"I don't see the point of them, really," said driver Faith Haller. "I just think it's just a waste of time, in my opinion."
"It does make it safer, and it's revenue for people who break the law," countered driver Neal Beihn.
But the only opinion that really matters is what happens in federal court. On Tuesday morning, the city and the camera vender -- ATS -- both addressed their concerns to Judge Lynn Hughes.
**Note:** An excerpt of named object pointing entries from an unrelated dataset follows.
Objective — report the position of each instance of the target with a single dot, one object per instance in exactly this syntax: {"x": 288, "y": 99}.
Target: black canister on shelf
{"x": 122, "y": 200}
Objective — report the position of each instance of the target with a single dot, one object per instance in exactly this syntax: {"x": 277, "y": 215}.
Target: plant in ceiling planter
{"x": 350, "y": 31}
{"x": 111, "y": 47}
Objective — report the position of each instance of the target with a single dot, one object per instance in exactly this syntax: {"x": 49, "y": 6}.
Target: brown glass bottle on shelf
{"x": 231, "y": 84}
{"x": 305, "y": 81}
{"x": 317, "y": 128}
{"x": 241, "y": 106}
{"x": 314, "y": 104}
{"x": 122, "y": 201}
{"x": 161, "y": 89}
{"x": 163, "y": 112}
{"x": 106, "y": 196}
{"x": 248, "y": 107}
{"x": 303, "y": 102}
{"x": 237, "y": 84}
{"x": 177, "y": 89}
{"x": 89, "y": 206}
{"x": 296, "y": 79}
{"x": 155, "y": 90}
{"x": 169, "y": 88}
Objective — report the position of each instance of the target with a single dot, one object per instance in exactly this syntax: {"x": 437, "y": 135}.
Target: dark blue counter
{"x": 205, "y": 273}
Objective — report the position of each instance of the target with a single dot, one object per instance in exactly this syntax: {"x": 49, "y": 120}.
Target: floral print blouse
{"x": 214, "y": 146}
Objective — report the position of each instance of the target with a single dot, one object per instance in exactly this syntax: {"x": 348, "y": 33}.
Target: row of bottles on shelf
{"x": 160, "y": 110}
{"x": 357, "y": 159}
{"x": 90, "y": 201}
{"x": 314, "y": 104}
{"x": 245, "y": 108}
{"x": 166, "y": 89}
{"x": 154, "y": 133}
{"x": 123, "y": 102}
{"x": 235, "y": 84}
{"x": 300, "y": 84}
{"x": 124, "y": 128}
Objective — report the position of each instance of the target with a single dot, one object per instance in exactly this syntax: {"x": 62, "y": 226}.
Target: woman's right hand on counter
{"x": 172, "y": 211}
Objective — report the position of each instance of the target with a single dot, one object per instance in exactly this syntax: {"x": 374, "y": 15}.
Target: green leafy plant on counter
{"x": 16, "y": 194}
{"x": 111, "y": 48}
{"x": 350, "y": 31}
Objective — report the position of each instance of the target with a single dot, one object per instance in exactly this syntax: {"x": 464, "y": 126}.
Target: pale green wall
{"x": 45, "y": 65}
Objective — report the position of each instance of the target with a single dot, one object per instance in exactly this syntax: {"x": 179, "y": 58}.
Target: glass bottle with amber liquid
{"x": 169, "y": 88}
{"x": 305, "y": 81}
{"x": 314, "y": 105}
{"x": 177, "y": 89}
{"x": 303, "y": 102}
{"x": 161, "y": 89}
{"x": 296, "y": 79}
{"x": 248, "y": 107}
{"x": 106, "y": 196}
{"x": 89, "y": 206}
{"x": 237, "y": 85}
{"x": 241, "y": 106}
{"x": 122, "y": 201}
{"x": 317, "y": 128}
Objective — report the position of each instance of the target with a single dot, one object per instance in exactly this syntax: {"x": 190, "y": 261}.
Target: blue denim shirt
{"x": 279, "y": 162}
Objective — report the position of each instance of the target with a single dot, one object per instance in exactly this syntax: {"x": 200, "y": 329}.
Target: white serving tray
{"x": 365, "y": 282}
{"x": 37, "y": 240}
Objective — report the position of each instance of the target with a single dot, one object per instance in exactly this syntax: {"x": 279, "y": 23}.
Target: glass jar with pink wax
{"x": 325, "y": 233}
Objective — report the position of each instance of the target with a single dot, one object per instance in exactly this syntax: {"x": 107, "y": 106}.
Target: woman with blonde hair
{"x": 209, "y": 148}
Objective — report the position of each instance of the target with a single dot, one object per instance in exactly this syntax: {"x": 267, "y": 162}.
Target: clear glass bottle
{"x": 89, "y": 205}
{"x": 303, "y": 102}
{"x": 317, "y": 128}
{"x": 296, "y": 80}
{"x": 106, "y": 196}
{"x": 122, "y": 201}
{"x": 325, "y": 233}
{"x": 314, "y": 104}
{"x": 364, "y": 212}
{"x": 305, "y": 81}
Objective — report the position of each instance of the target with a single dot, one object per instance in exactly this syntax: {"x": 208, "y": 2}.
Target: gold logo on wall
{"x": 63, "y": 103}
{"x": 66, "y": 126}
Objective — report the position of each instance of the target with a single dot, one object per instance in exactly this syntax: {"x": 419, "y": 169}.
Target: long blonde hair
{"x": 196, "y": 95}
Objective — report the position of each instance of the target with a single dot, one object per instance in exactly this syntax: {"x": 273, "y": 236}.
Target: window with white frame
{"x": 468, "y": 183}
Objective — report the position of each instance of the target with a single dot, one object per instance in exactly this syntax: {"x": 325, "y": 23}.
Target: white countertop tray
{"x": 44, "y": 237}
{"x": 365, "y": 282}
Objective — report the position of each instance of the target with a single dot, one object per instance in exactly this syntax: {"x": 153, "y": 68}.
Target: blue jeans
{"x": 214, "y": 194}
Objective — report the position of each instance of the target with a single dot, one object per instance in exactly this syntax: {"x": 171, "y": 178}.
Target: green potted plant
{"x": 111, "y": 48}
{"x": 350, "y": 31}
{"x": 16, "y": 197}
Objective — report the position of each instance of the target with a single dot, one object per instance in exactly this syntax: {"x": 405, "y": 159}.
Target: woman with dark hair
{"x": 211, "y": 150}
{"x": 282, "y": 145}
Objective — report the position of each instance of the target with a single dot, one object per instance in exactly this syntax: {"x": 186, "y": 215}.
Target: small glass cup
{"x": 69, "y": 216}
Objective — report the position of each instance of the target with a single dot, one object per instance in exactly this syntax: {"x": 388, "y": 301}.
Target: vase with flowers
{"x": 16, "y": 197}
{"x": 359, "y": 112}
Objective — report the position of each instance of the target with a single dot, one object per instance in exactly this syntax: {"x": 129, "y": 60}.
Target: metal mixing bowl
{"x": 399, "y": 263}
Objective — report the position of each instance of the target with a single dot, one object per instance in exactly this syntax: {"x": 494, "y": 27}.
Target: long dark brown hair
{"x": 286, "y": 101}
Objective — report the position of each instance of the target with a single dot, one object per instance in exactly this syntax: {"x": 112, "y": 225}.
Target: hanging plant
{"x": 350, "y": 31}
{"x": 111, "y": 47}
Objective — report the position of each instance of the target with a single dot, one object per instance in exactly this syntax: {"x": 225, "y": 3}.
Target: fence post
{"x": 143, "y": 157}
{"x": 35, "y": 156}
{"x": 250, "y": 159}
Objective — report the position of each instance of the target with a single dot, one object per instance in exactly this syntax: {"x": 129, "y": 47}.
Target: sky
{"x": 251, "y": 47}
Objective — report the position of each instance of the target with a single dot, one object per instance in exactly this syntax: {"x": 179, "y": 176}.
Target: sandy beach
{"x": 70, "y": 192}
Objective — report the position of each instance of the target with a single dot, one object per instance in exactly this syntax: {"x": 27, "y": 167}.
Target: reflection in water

At its heart is just how much money the city owes ATS for the period of time the cameras were turned off.
The city's position obviously is that, at most, we would owe the ATS for a period of four months," said city attorney Dave Feldman.
ATS says the city could be on the hook for millions more if the cameras go off before the end of the contract in 2014.
"If they had not turned the cameras back on, they would be facing a $20 million damage award that the taxpayers of Houston would have had to shoulder," said ATS attorney Andy Taylor.
With no agreement in sight, it looks like the case could head to trial next year, all while the cameras are tracking red light camera violations.
Our legal analyst says in his opinion, the court battle is an unnecessary waste of time and money.
"The city should put the cameras on, they should start issuing tickets, and then continue with the litigation, but honor the terms of the contract," said KTRK legal analyst Joel Androphy. "It's really simple. It's not that complicated."
Androphy also said he believes the contract should go on until 2014 and then go to the voters. In the meantime, the cameras are on, but tickets aren't being issued yet because they're not manned by Houston police officers. The city isn't sure when that'll happen.